Маргарет перехватила удивленный взгляд мистера Торнтона и с раздражением представила, какие выводы он сделает из рассуждений мистера Белла. Профессор тем временем продолжал:
— Ах, с каким удовольствием я показал бы вам нашу Хай-стрит или Радклиф-сквер! О колледжах не говорю, тем самым освобождая мистера Торнтона от необходимости называть фабрики в качестве красот Милтона. Не забывайте, что сам я отсюда, поэтому имею право критически относиться к родным местам.
Тирада профессора возмутила Торнтона значительно серьезнее, чем можно было бы ожидать. Шутить совсем не хотелось. В другое время он с удовольствием выслушал бы безвкусное брюзжание по поводу родного города, жизнь которого разительно отличалась от той, к которой мистер Белл привык, но сейчас он почувствовал себя до такой степени уязвленным, что бросился защищать позицию, на которую всерьез никто не нападал.
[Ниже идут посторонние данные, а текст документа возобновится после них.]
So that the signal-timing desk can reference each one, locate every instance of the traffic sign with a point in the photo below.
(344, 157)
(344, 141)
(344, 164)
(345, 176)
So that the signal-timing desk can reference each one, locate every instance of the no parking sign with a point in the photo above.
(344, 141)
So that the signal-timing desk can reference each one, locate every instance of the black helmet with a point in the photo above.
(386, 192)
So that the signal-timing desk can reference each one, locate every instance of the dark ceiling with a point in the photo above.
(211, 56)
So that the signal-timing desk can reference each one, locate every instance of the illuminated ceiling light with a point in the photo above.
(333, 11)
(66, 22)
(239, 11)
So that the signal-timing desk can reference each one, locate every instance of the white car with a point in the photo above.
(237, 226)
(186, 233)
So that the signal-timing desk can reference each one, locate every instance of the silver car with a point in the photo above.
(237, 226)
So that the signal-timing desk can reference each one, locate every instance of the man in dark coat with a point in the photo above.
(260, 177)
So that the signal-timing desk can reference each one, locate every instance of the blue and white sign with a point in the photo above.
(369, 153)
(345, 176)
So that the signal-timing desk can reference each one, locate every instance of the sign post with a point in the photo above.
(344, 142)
— Никто и не пытается провозглашать Милтон образцом красоты.
— Должно быть, с точки зрения архитектуры? — лукаво уточнил мистер Белл.
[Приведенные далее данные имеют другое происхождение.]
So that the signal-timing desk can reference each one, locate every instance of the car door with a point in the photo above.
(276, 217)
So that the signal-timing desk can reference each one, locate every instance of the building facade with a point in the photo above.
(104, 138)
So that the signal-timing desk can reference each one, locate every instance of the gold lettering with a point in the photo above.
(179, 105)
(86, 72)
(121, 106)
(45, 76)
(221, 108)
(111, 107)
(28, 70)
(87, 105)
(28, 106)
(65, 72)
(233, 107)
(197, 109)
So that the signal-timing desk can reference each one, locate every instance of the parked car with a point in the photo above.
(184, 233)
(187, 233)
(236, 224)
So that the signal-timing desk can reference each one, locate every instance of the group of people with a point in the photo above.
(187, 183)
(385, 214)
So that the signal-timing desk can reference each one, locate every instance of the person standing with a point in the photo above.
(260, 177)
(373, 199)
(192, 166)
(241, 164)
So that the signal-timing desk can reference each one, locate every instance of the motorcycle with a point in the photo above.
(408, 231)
— Прежде всего! Мы слишком заняты, чтобы заботиться о поверхностных внешних впечатлениях.
— Не называйте внешние впечатления поверхностными, — мягко посоветовал мистер Хейл. — Они воздействуют на нас непрестанно, с первых дней жизни и до последнего вздоха.
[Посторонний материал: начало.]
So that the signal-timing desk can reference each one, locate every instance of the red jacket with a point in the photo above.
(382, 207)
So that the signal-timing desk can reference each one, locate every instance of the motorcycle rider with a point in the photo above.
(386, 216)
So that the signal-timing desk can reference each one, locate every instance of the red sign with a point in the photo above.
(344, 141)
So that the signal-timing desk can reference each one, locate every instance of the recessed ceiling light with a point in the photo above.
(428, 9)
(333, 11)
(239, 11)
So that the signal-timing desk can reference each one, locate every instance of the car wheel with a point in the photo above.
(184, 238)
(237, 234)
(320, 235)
— Минуточку, — возразил Торнтон. — Вспомните о том, что мы не греки, для которых красота составляла смысл жизни. С ними мистер Белл вполне мог бы рассуждать о жизни в постоянном досуге и безмятежном наслаждении, значительную долю которого они постигали посредством органов чувств. Не собираюсь ни осуждать, ни подражать, но во мне течет тевтонская кровь: в этих краях она осталась почти чистой. Мы сохранили не только язык тевтонов, но и значительную часть их духа. Жизнь для нас — время не для наслаждения, а для труда, напряжения душевных и физических сил. Слава и красота берут начало во внутренней мощи, позволяющей преодолевать сопротивление материала и другие, более значительные препятствия. Здесь, в Даркшире, мы сохраняем и другие свойства тевтонской натуры: не принимаем законов, созданных для нас чужаками; хотим сами распоряжаться своей судьбой и не терпим постороннего вмешательства в наши дела посредством слабого законодательства; отстаиваем право на самоуправление и отрицаем централизацию.